Annoncer : « J’attaque le frelon » vous permettra juste de piocher un jeton, là où « Je prends mon envol, je me cache derrière une poutre de la taverne, je fonce sur le dos du frelon et je me sers de son élan pour l’expédier contre un mur » vous vaudra probablement une oreille plus attentive du Meneur de jeu… et donc un bonus bienvenu.

Selon que l’action soit réussie ou non, cela permettra de progresser dans le scénario et d’arriver sur une nouvelle phase de choix.



L’aventure va ainsi se prolonger le long de quatre chapitres (il sera possible de faire une pause après chacun d’entre eux) pour élucider la disparition de la Reine, en faisant un petit bout de chemin entre vallées verdoyantes et lacs mystérieux.


Au ras des pâquerettes ?

Posons nous deux minutes, et prenons le temps de ne pas dire de bêtises. La Reine des Ruines Oubliées est un jeu pour découvrir l’aventure, jouable à partir de 5 ans. Et il est là pour mettre le pied à l’étrier des mini-aventuriers. Mais chez les mini-aventuriers, il y en a de toutes sortes. Ceux qui sont à l’aise avec le jeu d’imagination, et ceux qui sont encore dans leur coquille. Ceux qui aiment prendre la parole en public, et ceux qui sont trop intimidés pour articuler un son. Du coup, le jeu s’emploie à tendre la main à tous les joueurs, au moyen d’artifices variés. Et c’est plutôt brillant, même si cela ne pourra que questionner le rôliste expérimenté. Pour dire les choses comme elles sont, certaines phases de jeu ressemblent un peu à de l’animation en colo, en mode : « qui sera le premier à me citer deux noms de fleurs jaunes et blanches » ?
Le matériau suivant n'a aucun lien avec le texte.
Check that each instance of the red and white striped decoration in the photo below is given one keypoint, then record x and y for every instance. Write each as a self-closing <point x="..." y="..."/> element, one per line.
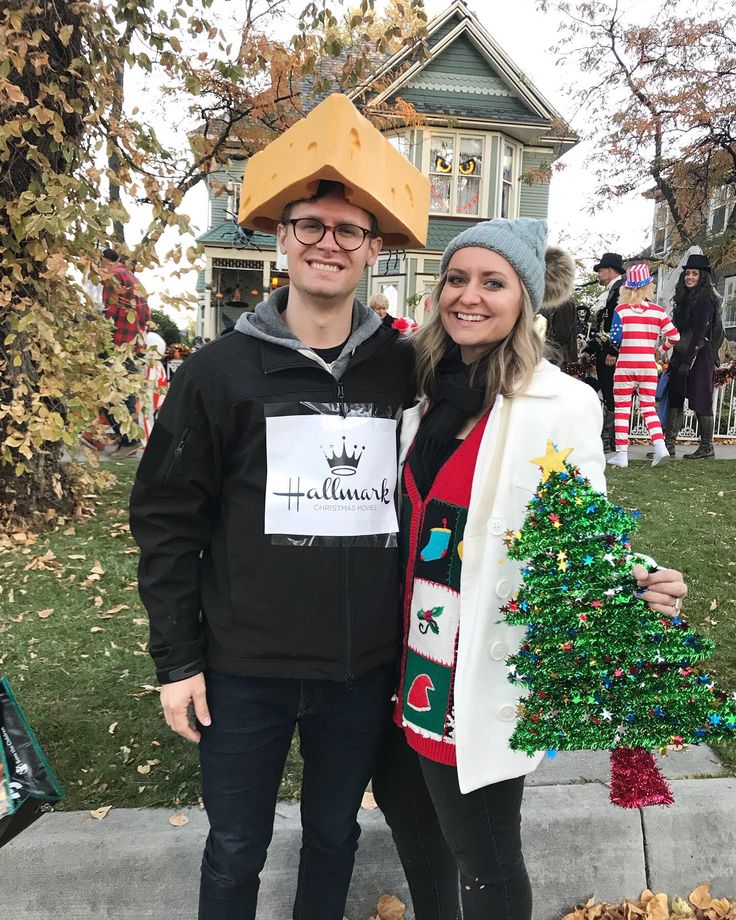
<point x="638" y="275"/>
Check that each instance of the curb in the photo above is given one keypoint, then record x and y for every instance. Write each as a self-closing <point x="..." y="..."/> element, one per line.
<point x="135" y="866"/>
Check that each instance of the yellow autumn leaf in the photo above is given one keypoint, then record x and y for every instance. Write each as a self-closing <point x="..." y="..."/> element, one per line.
<point x="658" y="908"/>
<point x="390" y="908"/>
<point x="99" y="813"/>
<point x="700" y="897"/>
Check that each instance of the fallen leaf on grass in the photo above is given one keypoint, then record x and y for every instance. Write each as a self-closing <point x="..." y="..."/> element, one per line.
<point x="391" y="908"/>
<point x="99" y="813"/>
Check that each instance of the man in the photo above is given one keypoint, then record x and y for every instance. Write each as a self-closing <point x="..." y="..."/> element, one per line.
<point x="264" y="508"/>
<point x="127" y="308"/>
<point x="610" y="270"/>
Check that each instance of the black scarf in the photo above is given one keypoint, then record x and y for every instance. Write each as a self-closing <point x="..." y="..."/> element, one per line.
<point x="453" y="400"/>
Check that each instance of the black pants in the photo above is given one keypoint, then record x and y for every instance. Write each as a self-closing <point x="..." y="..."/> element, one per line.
<point x="454" y="847"/>
<point x="242" y="756"/>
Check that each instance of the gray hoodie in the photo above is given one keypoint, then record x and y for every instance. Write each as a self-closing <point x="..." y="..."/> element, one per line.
<point x="267" y="323"/>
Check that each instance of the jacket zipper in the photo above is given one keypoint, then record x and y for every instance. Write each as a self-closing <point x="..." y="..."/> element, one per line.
<point x="346" y="570"/>
<point x="176" y="460"/>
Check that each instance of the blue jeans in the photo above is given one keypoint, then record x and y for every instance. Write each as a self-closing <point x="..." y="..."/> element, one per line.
<point x="242" y="756"/>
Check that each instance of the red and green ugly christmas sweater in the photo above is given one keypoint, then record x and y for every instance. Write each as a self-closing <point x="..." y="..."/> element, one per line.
<point x="433" y="563"/>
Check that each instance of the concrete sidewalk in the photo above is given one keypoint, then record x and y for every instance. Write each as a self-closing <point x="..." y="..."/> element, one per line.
<point x="134" y="865"/>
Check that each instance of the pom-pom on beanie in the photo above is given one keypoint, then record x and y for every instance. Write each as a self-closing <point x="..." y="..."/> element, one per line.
<point x="548" y="273"/>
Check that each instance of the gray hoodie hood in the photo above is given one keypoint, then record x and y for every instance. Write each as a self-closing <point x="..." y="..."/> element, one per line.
<point x="267" y="323"/>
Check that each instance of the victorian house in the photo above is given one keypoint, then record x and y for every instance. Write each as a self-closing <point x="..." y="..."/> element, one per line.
<point x="486" y="138"/>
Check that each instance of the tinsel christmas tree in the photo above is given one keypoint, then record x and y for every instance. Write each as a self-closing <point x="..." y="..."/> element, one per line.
<point x="603" y="670"/>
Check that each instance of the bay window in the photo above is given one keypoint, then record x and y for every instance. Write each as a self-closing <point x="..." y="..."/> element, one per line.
<point x="456" y="174"/>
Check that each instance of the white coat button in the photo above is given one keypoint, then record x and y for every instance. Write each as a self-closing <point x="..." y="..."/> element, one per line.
<point x="495" y="526"/>
<point x="503" y="588"/>
<point x="499" y="651"/>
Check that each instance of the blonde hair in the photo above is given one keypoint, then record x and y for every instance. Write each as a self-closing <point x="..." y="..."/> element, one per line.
<point x="636" y="295"/>
<point x="510" y="363"/>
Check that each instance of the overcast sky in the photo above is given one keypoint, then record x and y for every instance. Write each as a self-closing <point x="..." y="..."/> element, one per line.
<point x="526" y="35"/>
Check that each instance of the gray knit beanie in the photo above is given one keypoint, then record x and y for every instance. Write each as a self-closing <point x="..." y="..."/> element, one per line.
<point x="548" y="274"/>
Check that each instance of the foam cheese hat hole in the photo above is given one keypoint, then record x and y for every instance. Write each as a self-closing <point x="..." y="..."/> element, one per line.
<point x="336" y="143"/>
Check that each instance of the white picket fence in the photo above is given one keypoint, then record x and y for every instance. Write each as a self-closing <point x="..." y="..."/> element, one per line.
<point x="724" y="413"/>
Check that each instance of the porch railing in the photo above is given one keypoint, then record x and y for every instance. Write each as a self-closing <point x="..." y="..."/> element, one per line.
<point x="724" y="414"/>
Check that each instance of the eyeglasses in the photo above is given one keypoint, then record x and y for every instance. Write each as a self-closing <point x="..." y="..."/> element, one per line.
<point x="348" y="237"/>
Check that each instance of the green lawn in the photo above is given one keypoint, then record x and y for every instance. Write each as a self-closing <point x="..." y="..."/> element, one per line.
<point x="86" y="681"/>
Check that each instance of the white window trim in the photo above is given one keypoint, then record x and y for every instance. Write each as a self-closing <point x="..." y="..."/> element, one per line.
<point x="515" y="176"/>
<point x="722" y="197"/>
<point x="452" y="132"/>
<point x="406" y="134"/>
<point x="233" y="199"/>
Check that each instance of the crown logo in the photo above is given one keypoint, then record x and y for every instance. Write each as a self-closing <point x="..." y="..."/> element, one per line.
<point x="344" y="464"/>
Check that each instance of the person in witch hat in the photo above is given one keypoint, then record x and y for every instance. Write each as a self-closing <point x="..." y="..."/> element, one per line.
<point x="697" y="314"/>
<point x="472" y="449"/>
<point x="610" y="269"/>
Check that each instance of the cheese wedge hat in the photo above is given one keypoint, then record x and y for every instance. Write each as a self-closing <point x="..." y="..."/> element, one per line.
<point x="336" y="143"/>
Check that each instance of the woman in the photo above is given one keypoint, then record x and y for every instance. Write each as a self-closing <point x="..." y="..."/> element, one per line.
<point x="697" y="315"/>
<point x="452" y="794"/>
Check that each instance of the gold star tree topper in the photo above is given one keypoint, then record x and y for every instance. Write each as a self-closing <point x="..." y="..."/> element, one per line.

Cela sonnera forcément un peu limité pour des joueurs ayant déjà écumé les mers de P’tits pirates ou les sombres bois de Trouilleville, mais c’est finalement très efficace pour tous ceux qui n’ont jamais joué à un jeu de rôles de leur vie. Les inciter à ouvrir la bouche pour participer à la quête, même d’une manière détournée, est franchement intelligent. J’avoue que j’étais dubitatif avant d’animer la partie, mais force est de constater que j’avais tort, et que ces mini segments sont de chouettes idées narratives pour inciter chacun à participer à la trame, puis prendre confiance petit à petit. Pour les plus grands, évidemment, cela tiendra davantage de la séquence un peu bizarre où le MJ se transforme parfois en animateur de soirée-camping. Mais comme tout cela ne dure à chaque fois que quelques secondes, aucune chance que cela ne devienne indigeste.
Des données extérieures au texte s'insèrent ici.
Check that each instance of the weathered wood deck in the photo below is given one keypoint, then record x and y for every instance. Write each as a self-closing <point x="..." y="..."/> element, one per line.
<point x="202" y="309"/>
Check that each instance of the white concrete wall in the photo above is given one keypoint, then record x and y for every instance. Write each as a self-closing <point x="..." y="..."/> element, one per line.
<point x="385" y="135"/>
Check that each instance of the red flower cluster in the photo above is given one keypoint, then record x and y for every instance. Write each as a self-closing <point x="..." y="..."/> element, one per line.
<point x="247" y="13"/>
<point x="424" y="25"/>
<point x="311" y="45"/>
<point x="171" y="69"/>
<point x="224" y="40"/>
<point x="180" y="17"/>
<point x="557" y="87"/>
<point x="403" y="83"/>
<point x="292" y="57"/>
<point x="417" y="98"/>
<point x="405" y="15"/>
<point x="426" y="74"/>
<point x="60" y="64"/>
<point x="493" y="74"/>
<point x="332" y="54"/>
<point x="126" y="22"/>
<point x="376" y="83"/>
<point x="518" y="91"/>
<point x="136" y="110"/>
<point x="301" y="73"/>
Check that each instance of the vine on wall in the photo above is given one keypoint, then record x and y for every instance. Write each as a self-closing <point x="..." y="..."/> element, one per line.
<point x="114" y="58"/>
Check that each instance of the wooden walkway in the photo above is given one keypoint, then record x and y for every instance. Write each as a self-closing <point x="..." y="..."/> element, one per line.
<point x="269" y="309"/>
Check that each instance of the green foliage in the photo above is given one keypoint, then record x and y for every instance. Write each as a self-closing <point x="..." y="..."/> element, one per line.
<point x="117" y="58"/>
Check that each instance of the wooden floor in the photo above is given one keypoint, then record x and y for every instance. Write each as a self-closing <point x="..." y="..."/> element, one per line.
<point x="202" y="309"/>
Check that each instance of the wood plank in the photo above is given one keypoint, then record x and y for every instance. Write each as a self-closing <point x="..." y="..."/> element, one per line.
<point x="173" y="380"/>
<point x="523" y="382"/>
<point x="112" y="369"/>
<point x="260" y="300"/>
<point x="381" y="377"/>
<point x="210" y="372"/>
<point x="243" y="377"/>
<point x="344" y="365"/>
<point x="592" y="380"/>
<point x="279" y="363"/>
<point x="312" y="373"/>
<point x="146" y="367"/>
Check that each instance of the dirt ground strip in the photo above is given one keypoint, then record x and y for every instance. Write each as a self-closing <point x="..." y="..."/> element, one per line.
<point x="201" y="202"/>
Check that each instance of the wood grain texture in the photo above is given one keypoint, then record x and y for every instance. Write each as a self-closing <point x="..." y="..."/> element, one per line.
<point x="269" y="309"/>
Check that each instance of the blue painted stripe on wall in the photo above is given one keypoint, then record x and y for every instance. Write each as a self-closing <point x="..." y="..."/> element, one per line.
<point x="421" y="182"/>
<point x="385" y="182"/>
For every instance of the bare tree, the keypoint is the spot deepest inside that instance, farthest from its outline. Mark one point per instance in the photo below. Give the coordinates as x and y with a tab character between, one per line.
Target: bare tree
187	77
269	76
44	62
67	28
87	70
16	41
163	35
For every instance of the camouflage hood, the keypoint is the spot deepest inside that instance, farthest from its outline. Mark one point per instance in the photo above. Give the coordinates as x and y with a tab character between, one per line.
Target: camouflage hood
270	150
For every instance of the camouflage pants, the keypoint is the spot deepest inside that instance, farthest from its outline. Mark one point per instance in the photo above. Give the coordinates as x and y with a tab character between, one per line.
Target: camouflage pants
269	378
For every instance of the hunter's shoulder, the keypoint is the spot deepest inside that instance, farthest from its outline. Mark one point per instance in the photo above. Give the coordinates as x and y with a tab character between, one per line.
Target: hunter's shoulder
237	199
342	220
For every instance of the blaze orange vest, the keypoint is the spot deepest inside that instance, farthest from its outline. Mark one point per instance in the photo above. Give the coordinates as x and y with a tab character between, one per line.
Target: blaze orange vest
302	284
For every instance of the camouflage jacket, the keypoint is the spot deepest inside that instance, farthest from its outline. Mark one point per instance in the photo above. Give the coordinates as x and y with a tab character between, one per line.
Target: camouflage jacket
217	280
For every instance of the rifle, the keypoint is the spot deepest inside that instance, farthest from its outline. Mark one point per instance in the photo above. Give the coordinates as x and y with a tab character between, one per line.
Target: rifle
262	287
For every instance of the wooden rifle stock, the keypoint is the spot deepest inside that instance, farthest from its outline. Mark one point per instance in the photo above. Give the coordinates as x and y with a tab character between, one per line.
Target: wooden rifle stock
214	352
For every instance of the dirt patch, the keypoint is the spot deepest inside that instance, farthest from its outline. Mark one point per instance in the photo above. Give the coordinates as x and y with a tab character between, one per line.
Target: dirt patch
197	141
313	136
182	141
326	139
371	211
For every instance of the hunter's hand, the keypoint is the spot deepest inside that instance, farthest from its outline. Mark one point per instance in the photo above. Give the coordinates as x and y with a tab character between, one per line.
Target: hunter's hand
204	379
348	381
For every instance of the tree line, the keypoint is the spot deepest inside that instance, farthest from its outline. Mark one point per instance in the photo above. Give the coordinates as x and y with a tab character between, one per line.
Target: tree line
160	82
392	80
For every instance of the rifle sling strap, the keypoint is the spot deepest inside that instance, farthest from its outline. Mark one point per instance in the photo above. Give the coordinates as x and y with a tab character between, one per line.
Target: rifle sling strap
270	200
Victoire flamboyante ou modeste, mais victoire quand même

Selon la taille et l’enthousiasme du groupe, le scénario se parcourt en 1h / 1h30. Avec des enfants de 5-6 ans, il sera très conseillé de séquencer la campagne en deux sessions de jeu distinctes en faisant une coupure après la scène 2. La narration est intelligemment conçue pour qu’une pause survienne à cet endroit, et ce sera donc le bon moment pour que les troupes passent à autre chose.
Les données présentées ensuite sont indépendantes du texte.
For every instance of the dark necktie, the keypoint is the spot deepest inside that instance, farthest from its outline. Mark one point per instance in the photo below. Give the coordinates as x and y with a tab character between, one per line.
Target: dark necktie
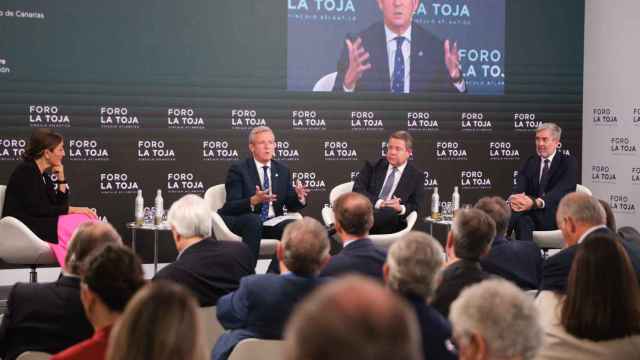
264	210
397	84
388	184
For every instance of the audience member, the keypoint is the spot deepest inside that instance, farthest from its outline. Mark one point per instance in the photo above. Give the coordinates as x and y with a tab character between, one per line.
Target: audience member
599	318
112	277
579	216
412	264
49	317
262	304
353	213
469	239
516	261
495	320
209	268
160	323
353	318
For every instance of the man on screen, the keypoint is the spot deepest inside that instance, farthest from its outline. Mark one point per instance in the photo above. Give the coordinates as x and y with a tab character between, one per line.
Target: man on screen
257	189
393	186
542	181
399	56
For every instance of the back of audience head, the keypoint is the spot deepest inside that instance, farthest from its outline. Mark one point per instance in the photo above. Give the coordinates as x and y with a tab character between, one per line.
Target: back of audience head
498	209
577	212
412	264
190	217
603	299
304	248
353	214
161	323
112	276
353	318
494	319
88	237
471	235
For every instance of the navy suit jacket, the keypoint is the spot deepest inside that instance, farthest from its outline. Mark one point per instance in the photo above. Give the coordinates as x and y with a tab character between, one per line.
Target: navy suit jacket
360	256
555	271
210	269
46	317
259	308
410	188
428	71
562	177
241	183
516	261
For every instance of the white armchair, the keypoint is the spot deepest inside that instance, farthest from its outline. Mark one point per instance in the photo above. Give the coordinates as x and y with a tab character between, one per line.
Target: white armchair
381	240
216	197
20	246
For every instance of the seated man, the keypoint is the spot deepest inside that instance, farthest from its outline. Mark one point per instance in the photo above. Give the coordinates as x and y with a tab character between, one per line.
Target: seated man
542	181
209	268
354	216
495	320
579	216
469	239
49	317
353	318
395	187
517	261
262	304
257	189
411	267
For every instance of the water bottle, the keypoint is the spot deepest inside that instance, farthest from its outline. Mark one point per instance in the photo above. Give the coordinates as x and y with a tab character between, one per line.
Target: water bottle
139	209
435	204
159	203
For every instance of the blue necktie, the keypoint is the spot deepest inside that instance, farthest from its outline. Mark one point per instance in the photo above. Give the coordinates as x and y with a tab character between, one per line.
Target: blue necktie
397	84
264	210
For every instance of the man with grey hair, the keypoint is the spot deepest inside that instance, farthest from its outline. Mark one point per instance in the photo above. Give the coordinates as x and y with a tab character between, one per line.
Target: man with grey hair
579	216
49	317
410	270
469	239
495	320
542	181
262	304
209	268
258	188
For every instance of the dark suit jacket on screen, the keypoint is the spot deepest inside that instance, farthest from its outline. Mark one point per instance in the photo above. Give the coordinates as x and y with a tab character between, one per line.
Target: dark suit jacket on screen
210	269
43	317
428	71
31	198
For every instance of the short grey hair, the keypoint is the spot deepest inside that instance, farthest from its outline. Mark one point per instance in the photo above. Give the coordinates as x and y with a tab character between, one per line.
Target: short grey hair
258	130
500	313
582	208
190	216
413	262
473	231
306	245
556	131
La victoire ou la défaite, dans le jeu, est matérialisée par les jetons sabliers cumulés au fil de la partie. Ils représentent les échecs rencontrés par les aventuriers au cours de la mission, et donc le temps perdu pour sauver La Reine. Ne vous inquiétez pas : la réussite sera forcément au rendez-vous, les sabliers servent juste à graduer le succès des héros dans leur sauvetage. Mais vous pourrez les utiliser pour maintenir une certaine « pression » (relative !) sur le groupe de joueurs pour les inciter à se dévouer à la quête.



Et après ?

Si l’aventure a fait mouche (ah ah, je suis super fier de celle-là) auprès des enfants, une boîte d’aventures « pour grands » est également dispo. On sera heureux de vous la présenter prochainement.
Pour le reste, La Reine des Ruines Oubliées a un peu l’effet d’une visite à Micropolis : on s’intéresse aux p’tites bêtes et l’entomologie devient un peu notre amie le temps de quelques jours, avant que dinosaures, princesses, dragons et robots géants reprennent évidemment leur juste part. Faut pas déconner non plus.



Pour les parents qui vont animer la partie

Ne perdez pas de vue que le succès de la partie repose sur vos épaules. Ne négligez pas le fait de lire entièrement l’aventure afin de la maîtriser. cela vous permettra de savoir où vous en êtes dans l’histoire. N’hésitez également pas sur les effets de bruitages, les bzzzzz des abeilles, les BRRRRRRRRR des frelons, les cric cris cric des fourmis… Après tout, vous racontez une histoire, alors donnez-vous à fond, en lâchant prise. Plus vous serez investi, plus la partie sera mémorable pour tous les joueurs, vous le premier. Alors ne lisez pas : jouez et surjouez : vous êtes là pour vous amuser !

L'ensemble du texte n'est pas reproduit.